Beach roses swaying to the wisp of a breeze
off the Atlantic…a halcyon day,
this day of Independence, this day
of cannon, fireworks, of glut
in jingoistic revelry. Down the rutted path
clomps the band, sui nomen the Horrible Band,
warming to revelry fueled by cheap beer
and reefer. Ersatz drums - picnic coolers
and sticks of driftwood - percuss
the serenity of the afternoon, rat-a-tat
rat-a-tat, … air horns blare…desultory
explosions of pinwheels, roman candles,
screaming meemies wage war on tranquility.
A parade at dusk and a bonfire, we are told,
refuge only in the lee of the headland. Below
on the rocks spilling to the ocean a doe
lies splayed - foreleg grotesque, neck
spiraled, flies celebrating the stench of death.
I imagine her, independent, bounding with sublime
grace across the high meadow and then the moment
of instinctive horror, the fatal misstep…had she
cried out, had anyone heard?

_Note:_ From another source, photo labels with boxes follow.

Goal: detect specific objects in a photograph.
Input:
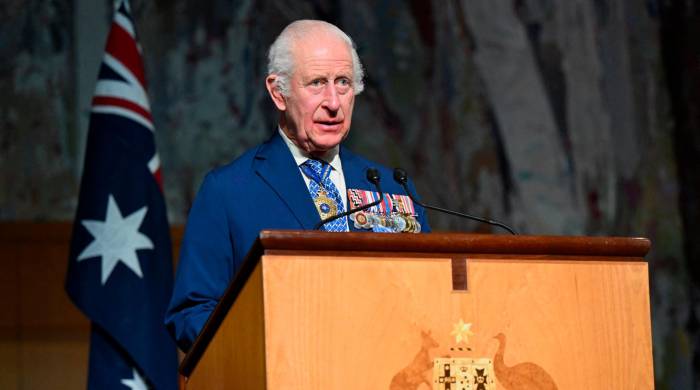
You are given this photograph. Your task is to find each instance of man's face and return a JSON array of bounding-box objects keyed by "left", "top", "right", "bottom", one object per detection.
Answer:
[{"left": 268, "top": 33, "right": 355, "bottom": 155}]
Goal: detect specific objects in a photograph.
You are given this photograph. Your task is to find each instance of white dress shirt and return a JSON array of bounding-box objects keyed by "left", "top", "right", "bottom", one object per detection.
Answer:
[{"left": 277, "top": 127, "right": 348, "bottom": 210}]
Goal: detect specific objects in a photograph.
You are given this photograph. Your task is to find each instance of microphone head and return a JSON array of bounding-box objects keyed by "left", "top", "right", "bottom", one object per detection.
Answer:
[
  {"left": 394, "top": 168, "right": 408, "bottom": 185},
  {"left": 367, "top": 168, "right": 379, "bottom": 185}
]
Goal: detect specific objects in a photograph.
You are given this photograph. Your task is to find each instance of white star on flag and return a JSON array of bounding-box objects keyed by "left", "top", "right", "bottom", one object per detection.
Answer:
[
  {"left": 121, "top": 368, "right": 148, "bottom": 390},
  {"left": 78, "top": 194, "right": 153, "bottom": 285}
]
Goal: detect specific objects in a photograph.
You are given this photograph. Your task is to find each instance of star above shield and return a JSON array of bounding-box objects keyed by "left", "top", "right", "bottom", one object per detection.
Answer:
[
  {"left": 450, "top": 319, "right": 474, "bottom": 344},
  {"left": 78, "top": 194, "right": 153, "bottom": 285}
]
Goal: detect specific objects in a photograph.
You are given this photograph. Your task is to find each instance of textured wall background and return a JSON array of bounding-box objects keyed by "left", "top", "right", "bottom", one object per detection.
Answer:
[{"left": 0, "top": 0, "right": 700, "bottom": 389}]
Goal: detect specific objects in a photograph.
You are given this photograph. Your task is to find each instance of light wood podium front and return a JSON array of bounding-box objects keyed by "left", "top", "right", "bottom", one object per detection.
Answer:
[{"left": 180, "top": 231, "right": 654, "bottom": 390}]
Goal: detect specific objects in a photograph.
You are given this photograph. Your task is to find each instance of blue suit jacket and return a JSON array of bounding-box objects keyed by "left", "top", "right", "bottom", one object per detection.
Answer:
[{"left": 165, "top": 133, "right": 430, "bottom": 351}]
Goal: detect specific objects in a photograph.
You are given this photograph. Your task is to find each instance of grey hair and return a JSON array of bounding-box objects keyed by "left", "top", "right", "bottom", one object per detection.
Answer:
[{"left": 267, "top": 20, "right": 365, "bottom": 96}]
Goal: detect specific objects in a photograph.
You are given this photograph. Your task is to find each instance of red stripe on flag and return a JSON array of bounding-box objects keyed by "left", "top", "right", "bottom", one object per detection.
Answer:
[
  {"left": 105, "top": 23, "right": 146, "bottom": 89},
  {"left": 92, "top": 96, "right": 153, "bottom": 122}
]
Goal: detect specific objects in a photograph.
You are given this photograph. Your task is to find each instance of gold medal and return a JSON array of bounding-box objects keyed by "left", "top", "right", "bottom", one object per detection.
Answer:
[{"left": 314, "top": 188, "right": 338, "bottom": 219}]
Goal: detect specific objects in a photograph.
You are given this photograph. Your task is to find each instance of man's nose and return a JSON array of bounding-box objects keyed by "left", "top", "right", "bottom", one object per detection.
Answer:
[{"left": 323, "top": 83, "right": 340, "bottom": 111}]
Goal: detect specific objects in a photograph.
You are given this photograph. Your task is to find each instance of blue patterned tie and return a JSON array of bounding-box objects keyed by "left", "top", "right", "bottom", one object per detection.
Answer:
[{"left": 300, "top": 159, "right": 348, "bottom": 232}]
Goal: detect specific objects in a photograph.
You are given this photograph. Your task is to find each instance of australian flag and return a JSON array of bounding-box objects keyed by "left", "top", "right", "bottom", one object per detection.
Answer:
[{"left": 66, "top": 0, "right": 177, "bottom": 390}]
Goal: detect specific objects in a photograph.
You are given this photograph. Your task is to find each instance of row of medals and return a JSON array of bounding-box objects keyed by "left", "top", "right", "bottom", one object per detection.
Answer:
[
  {"left": 314, "top": 188, "right": 420, "bottom": 233},
  {"left": 350, "top": 211, "right": 420, "bottom": 233}
]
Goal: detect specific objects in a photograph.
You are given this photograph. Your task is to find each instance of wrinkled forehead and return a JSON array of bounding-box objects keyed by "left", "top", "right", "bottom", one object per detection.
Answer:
[{"left": 292, "top": 30, "right": 352, "bottom": 73}]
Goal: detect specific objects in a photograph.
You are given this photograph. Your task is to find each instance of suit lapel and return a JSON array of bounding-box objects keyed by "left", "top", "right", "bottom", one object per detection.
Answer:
[
  {"left": 254, "top": 132, "right": 320, "bottom": 229},
  {"left": 340, "top": 145, "right": 373, "bottom": 231}
]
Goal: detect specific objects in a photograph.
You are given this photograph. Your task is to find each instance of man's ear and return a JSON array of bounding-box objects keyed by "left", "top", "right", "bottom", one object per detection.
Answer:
[{"left": 265, "top": 74, "right": 287, "bottom": 111}]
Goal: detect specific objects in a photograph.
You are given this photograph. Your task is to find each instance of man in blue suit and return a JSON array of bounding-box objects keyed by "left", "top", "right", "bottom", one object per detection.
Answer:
[{"left": 166, "top": 20, "right": 430, "bottom": 351}]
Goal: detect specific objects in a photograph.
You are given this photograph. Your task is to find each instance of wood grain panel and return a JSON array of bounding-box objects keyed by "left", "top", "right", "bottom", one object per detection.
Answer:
[{"left": 263, "top": 256, "right": 653, "bottom": 389}]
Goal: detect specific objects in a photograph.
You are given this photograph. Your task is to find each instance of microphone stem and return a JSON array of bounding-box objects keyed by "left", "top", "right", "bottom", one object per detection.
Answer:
[{"left": 401, "top": 183, "right": 518, "bottom": 236}]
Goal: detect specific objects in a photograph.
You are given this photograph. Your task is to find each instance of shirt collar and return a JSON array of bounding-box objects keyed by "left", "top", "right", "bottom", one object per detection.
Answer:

I pray for her gentle soul,
watch the sun slip into the horizon of this, her final
day. The Horrible Band heads a motley parade
of Hell’s Angels rejects up the path, the music
a disjointed blather. A teenager boasts loudly
of drinking mother under the table. Dusk
collapses to darkness, a four-story funeral pyre
of kerosene-drenched palettes and old lobster crates
sets the night air ablaze in pagan bacchanal. Embers
ride the draft heading for the stars. Like Icarus
perhaps I had flown too close to the sun,
sensibilities melted in a Dantean inferno of the surreal.
Cape Ann MA
July 4, 2007
I have been writing poetry for some 35 years but have only been submitting my work for the past five years or so. Since then, I have had poems accepted by numerous literary journals including The Evansville Review, The South Carolina Review, Freefall, Sulphur River Literary Review, The New Renaissance, Ellipsis and Permafrost. I am semi-retired, a graduate of Harvard and currently serve as Assistant Treasurer of the New England Poetry Club.